On eût vraiment pu supposer que c'était chez Norbert un parti pris de blesser son père, de l'exaspérer, tant son attitude était provoquante, tant sa voix était brève et saccadée.

Mais ce n'était de sa part que maladresse involontaire.

N'ayant pas trop de toute sa puissance sur soi pour soutenir le rôle qu'il s'était imposé, il avait assez à faire à parler seulement, sans se préoccuper de ménagements habiles.

M. de Champdoce, lui, faisait visiblement tout au monde pour rester calme.
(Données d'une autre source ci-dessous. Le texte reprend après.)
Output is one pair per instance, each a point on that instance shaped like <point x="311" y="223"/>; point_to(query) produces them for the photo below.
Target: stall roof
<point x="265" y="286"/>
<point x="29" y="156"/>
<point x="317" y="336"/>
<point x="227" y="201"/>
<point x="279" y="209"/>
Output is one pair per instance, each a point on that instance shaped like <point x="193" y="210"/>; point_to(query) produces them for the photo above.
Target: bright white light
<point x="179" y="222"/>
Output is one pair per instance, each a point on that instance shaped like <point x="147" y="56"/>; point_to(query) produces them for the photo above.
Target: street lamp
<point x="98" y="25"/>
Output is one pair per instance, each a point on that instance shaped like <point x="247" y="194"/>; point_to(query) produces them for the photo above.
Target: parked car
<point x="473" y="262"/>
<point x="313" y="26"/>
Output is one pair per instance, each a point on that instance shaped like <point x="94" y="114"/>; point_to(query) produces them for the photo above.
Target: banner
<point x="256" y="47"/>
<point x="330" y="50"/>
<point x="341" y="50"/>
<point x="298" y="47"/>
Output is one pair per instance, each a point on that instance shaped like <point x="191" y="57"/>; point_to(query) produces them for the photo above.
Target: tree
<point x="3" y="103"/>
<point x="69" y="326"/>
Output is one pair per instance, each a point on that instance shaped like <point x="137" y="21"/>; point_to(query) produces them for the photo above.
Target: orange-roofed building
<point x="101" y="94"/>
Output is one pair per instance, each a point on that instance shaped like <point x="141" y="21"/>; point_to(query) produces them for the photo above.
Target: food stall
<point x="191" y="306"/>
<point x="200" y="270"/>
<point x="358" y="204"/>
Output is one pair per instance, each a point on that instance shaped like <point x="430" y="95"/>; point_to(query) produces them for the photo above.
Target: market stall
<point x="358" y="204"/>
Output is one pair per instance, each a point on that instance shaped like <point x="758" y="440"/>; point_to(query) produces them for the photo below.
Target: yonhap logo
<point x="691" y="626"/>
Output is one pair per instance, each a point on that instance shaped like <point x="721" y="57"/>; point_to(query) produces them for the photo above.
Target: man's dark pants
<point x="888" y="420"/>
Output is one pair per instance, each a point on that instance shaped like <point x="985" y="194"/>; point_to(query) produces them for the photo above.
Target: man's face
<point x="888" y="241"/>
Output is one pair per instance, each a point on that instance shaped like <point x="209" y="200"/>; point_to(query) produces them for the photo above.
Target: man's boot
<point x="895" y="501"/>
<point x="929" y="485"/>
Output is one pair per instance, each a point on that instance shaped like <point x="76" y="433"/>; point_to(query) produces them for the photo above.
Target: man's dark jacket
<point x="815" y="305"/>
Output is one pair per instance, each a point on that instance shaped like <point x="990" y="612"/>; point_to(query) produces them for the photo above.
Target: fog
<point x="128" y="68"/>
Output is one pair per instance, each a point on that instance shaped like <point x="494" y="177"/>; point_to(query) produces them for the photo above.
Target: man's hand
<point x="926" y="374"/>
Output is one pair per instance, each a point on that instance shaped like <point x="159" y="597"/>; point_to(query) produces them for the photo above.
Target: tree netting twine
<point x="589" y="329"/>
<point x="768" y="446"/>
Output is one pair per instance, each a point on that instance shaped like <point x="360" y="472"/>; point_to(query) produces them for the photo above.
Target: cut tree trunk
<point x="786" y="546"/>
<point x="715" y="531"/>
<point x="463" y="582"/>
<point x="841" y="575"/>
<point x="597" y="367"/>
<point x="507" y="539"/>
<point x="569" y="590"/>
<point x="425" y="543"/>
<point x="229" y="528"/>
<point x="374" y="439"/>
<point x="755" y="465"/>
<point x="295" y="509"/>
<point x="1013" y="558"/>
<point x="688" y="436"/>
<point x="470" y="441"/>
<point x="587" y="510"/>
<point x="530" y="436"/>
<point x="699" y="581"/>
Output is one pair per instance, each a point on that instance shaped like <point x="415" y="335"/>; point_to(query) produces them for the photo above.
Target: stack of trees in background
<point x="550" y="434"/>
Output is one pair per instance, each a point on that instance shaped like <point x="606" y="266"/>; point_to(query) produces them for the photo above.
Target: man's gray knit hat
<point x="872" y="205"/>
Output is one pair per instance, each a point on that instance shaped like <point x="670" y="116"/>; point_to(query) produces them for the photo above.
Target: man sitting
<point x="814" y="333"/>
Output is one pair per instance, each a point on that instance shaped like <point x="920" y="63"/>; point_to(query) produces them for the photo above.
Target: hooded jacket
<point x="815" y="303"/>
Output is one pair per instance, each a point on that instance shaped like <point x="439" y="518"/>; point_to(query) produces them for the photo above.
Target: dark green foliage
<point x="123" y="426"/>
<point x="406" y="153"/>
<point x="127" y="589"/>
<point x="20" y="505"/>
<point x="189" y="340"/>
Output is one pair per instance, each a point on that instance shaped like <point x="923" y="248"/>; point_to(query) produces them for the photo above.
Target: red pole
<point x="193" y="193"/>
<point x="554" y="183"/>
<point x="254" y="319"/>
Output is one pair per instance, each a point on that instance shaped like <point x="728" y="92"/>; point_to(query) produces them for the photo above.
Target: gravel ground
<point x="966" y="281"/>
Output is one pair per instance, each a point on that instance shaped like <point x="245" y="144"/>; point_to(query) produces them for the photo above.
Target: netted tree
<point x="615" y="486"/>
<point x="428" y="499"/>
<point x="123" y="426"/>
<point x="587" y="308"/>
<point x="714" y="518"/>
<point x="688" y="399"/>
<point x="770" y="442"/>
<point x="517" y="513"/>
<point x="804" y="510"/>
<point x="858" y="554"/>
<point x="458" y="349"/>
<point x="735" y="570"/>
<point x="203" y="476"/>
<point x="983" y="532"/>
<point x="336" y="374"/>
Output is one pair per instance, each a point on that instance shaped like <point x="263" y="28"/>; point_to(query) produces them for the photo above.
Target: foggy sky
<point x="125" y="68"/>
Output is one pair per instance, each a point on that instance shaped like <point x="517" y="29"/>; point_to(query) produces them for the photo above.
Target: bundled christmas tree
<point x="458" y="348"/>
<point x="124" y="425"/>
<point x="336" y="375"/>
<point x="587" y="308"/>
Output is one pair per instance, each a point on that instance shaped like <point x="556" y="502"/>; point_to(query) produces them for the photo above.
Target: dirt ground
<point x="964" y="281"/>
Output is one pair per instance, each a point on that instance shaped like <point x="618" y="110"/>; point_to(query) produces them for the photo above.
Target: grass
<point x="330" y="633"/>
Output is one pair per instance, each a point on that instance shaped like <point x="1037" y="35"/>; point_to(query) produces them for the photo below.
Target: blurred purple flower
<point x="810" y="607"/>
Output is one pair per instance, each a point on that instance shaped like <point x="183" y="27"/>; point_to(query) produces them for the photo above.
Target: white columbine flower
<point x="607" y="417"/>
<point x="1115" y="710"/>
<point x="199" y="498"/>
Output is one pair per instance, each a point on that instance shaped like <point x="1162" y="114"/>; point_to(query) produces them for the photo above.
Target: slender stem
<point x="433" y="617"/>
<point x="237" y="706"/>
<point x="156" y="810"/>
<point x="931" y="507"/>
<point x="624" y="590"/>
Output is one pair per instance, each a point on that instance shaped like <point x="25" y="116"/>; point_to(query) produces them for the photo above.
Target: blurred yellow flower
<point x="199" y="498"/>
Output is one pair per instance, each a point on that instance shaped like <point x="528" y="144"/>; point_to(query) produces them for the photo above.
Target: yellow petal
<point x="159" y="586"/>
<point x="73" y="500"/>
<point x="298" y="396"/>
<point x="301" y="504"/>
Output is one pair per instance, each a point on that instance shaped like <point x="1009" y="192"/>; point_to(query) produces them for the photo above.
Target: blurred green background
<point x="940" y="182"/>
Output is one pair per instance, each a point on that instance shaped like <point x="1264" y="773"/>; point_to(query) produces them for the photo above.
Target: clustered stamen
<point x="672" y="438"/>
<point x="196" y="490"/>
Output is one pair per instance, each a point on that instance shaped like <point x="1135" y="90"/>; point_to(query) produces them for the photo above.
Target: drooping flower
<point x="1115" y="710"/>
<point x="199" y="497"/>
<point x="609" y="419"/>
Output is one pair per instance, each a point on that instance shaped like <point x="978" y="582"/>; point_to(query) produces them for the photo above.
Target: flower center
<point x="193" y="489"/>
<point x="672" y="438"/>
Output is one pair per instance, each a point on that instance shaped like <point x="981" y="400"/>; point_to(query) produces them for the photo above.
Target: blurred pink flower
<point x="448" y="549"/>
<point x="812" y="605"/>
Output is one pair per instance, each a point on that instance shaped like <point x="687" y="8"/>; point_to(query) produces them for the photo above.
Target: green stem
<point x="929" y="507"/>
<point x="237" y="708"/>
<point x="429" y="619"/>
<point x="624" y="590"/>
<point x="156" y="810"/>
—Et vous espérez, reprit-il d'un ton de dédaigneuse pitié, que je me contenterai de cette réponse?

—J'espère que vous vous rendrez à mes prières.

—Vraiment!... J'aurai, moi, vieillard, moi, chef de famille, conçu un plan magnifique, digne de l'illustration de notre maison, je l'aurai mûri, j'aurai consacré ma vie entière à son exécution, je lui aurai tout sacrifié, et aujourd'hui, là, tout à coup, j'y renoncerais, parce que c'est la fantaisie d'un enfant, le caprice d'un misérable insensé!

Norbert ne comprenait que trop qu'il ne réussirait pas à vaincre l'implacable obstination de son père, qu'il ne parviendrait pas à l'émouvoir.